La répartition des rôles sociaux paraît au départ très claire : les Longstreet sont des libéraux de gauche, épris de bonne conscience humanitaire et de grandes idées progressistes ; les Cowan ont en revanche un profil de bourgeois conservateurs, elle avec ses manières et son tailleur immaculé, lui avec ses longues conversations téléphoniques d’avocat d’affaires au service de labos pharmaceutiques plus préoccupés par le business que par la santé des citoyens. Les gentils et les méchants ? Pas si simple, bien sûr. Le texte de Yasmina Reza et la mise en scène de Roman Polanski se chargent de redistribuer régulièrement les cartes, histoire de montrer que ces gens-là se sont avant tout construit une façade de respectabilité cachant leurs insatisfactions et leurs névroses. Ainsi de Penelope Longstreet, écrivain qui n’a presque rien écrit, et de son mari, gentil nounours se soumettant docilement au diktat domestique de sa femme. Quant aux Cowan, leur attachement matérialiste aux objets leur évite de se regarder en face et de se dire ce qu’ils ont sur le cœur. Les deux événements les plus dramatiques, véritables climax de l’intrigue, sont ô combien symboliques : une gerbe de vomi sur des livres d’art et la mise à mort d’un téléphone portable. Points de non retour dans la gestion de la crise : la propriété, sacrée pour les deux couples, est par deux fois salie, détruite, piétinée, et la querelle d’enfants initiale n’est plus qu’un lointain souvenir ; ce sont des adultes transformés en bêtes fauves qui sont prêts à se sauter à la glotte.

Une comédie inquiète

La vigueur du dialogue et la suprême efficacité avec laquelle Polanski quadrille à la caméra son espace restreint, jouant avec les focales, disposant au premier plan des accessoires aussi importants pour la dramaturgie que pour la beauté du décor — notamment un bouquet de jonquilles — contribuent à l’efficacité jouissive et mordante de Carnage. Mais il faut avouer que ce film-là est avant tout un immense film d’acteurs. On peut simplement se laisser aller à la griserie de voir un quatuor de solistes virtuoses donner vie et fougue à cette brillante partition. On peut aussi analyser à quel point chacun s’empare d’un registre de comédie et le pousse à un degré d’excellence mémorable. Pour Foster, c’est le tremblement intérieur qui se transforme en déformation physique, visage pourpre de colère, veines du front saillantes, rides monstrueusement apparentes. Pour Winslet, c’est la musique de la voix, des aigus aux graves, de l’harmonie à la stridence. Pour Reilly, c’est la mutation progressive de la bonhomie feinte à un j’m’en foutisme réel, de l’hypocrisie à la sincérité.
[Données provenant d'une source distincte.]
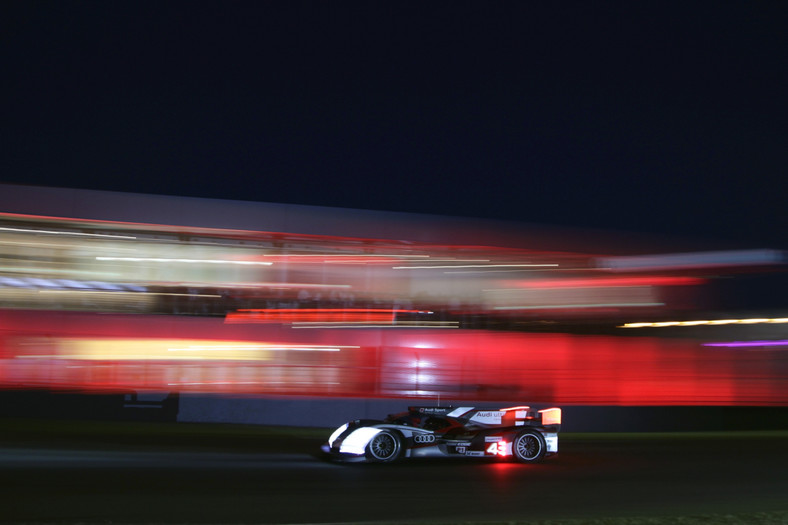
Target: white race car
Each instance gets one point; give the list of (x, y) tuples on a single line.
[(517, 433)]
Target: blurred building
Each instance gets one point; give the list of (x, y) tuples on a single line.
[(128, 292)]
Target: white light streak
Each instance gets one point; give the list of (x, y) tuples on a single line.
[(187, 261), (73, 234)]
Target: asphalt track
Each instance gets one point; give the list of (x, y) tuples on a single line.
[(283, 481)]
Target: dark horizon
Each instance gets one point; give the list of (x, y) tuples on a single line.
[(656, 118)]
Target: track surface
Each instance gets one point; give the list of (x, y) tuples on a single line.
[(594, 476)]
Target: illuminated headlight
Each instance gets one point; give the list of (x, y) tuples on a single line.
[(336, 434), (551, 440), (356, 442)]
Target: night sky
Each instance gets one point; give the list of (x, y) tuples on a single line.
[(653, 117)]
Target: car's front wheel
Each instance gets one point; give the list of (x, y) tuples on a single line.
[(384, 447), (529, 446)]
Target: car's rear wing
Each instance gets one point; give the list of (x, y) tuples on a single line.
[(506, 417)]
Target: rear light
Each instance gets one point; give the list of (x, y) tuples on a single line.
[(551, 416)]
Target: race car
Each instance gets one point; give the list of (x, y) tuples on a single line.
[(517, 433)]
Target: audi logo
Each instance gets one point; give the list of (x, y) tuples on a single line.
[(424, 438)]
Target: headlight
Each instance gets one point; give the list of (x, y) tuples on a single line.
[(356, 441), (336, 434)]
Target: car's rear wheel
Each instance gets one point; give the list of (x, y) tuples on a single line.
[(384, 447), (529, 446)]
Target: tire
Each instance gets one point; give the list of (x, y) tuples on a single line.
[(384, 447), (529, 447)]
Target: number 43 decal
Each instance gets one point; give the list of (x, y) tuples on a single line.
[(498, 448)]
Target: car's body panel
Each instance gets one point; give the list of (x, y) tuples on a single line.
[(515, 432)]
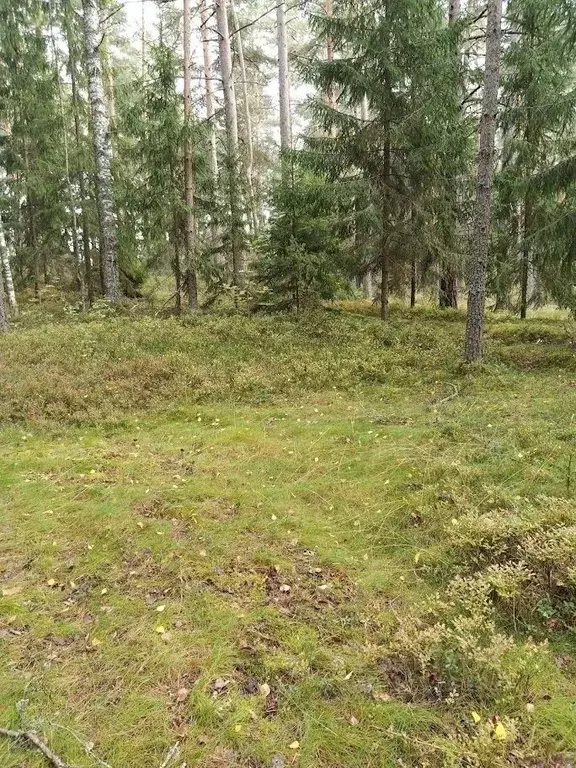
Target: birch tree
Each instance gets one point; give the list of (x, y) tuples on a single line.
[(209, 90), (6, 273), (249, 134), (3, 256), (231, 117), (190, 226), (100, 124), (283, 80), (483, 212)]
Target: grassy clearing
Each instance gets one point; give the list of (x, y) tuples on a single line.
[(190, 511)]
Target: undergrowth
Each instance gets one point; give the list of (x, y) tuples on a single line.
[(318, 541)]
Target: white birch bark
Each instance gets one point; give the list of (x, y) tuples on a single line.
[(3, 255), (283, 80), (249, 137), (209, 90), (231, 116), (102, 151), (190, 231), (7, 273)]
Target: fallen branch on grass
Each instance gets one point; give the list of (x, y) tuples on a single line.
[(32, 738)]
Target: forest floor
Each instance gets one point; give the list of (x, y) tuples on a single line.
[(212, 530)]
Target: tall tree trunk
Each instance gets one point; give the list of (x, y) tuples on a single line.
[(143, 38), (480, 242), (231, 115), (102, 152), (249, 133), (190, 221), (6, 273), (283, 81), (525, 271), (69, 192), (209, 91), (448, 293), (386, 179), (72, 69), (210, 110), (331, 94)]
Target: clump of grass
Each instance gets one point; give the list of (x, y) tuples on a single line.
[(213, 505)]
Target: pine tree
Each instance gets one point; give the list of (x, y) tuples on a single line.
[(100, 124), (413, 132), (480, 242)]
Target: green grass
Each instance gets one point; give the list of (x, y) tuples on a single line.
[(203, 468)]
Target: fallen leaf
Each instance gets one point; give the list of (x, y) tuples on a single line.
[(9, 592), (220, 684), (500, 732), (380, 696)]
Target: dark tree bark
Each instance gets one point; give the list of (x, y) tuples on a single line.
[(483, 216)]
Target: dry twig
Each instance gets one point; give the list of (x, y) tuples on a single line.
[(36, 741)]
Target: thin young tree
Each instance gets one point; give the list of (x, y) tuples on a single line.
[(448, 294), (248, 130), (209, 90), (283, 81), (480, 242), (100, 124), (231, 118), (3, 309), (6, 278), (190, 224), (81, 174)]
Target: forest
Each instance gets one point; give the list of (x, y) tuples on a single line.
[(287, 383)]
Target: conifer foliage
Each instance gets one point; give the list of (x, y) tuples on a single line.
[(126, 158)]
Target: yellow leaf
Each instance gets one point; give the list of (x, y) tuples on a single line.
[(11, 591), (500, 732)]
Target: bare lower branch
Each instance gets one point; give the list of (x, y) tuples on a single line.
[(35, 741)]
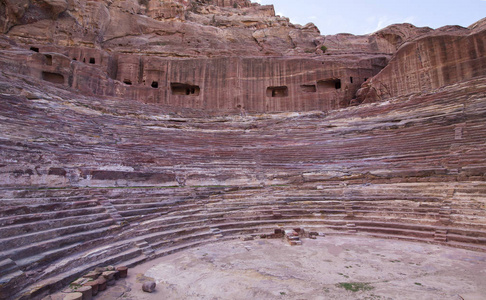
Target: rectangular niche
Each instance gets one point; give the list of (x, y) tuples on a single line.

Et pour le meilleur des quatre, l’immense Christoph Waltz, c’est le génie des ruptures, puisqu’il ne joue que de ça, passages intempestifs d’une conversation avec ses hôtes à l’agressivité retenu à une autre au téléphone où il exhibe un cynisme chaleureux et enjoué. On sait déjà que certains jugeraient Carnage comme un petit Polanski. C’est qu’ils confondent le film et son propos : derrière les apparences frivoles et quotidiennes d’un psychodrame en appartement se joue peut-être le crépuscule de notre époque matérialiste et bourgeoise.

pour aller plus loin

vous serez sans doute intéressé par...

Mardi 15 mars 2022 S’il y a une date à ne pas oublier, c’est bien celle du vendredi 17 mars à 20h — tant que vous y êtes, ajoutez le lieu, l’Aquarium Ciné-Café — jour où sera (...)
Mardi 14 mars 2017 Compositeur au chômage, Ben n’a pas le choix : au cours d’un dîner de famille, il doit convaincre une chanteuse à succès de signer sur son prochain (...)
Mardi 2 février 2016 Après s’être égaré en racontant les tribulations gore d’un randonneur se sciant le bras pour survivre (127 heures), Danny Boyle avait besoin de se rattraper. Le natif de Manchester fait le job avec une évocation stylisée du patron d’Apple, première...
Mardi 5 mai 2015 De et avec Alan Rickman (Ang-Fr-ÉU, 1h57) avec Kate Winslet, Matthias Schoenaerts…
Mardi 29 avril 2014 De Jason Reitman (ÉU, 1h51) avec Kate Winslet, Josh Brolin…
Mardi 8 avril 2014 De Neil Burger (ÉU, 2h19) avec Shailene Woodley, Theo James, Kate Winslet…
Mercredi 6 novembre 2013 Une actrice, un metteur en scène, un théâtre et "La Vénus à la fourrure" de Sacher-Masoch : un dispositif minimal pour une œuvre folle de Roman Polanski, à la fois brûlot féministe et récapitulatif ludique de tout son cinéma. Christophe Chabert
Jeudi 22 août 2013 Alors que la rentrée cinéma est majoritairement dominée par des cinéastes entre 40 et 60 ans, deux octogénaires vont surprendre par la vigueur de leurs derniers opus, aussi inattendus que flamboyants de maîtrise : Woody Allen avec "Blue Jasmine" et...
Samedi 17 août 2013 Une fable futuriste sombre, furieuse et politique, nourrie à la culture cyberpunk et filmée par le cinéaste de District 9 : une réussite qui tranche par son ambition thématique et son absence de compromis avec les superproductions américaines...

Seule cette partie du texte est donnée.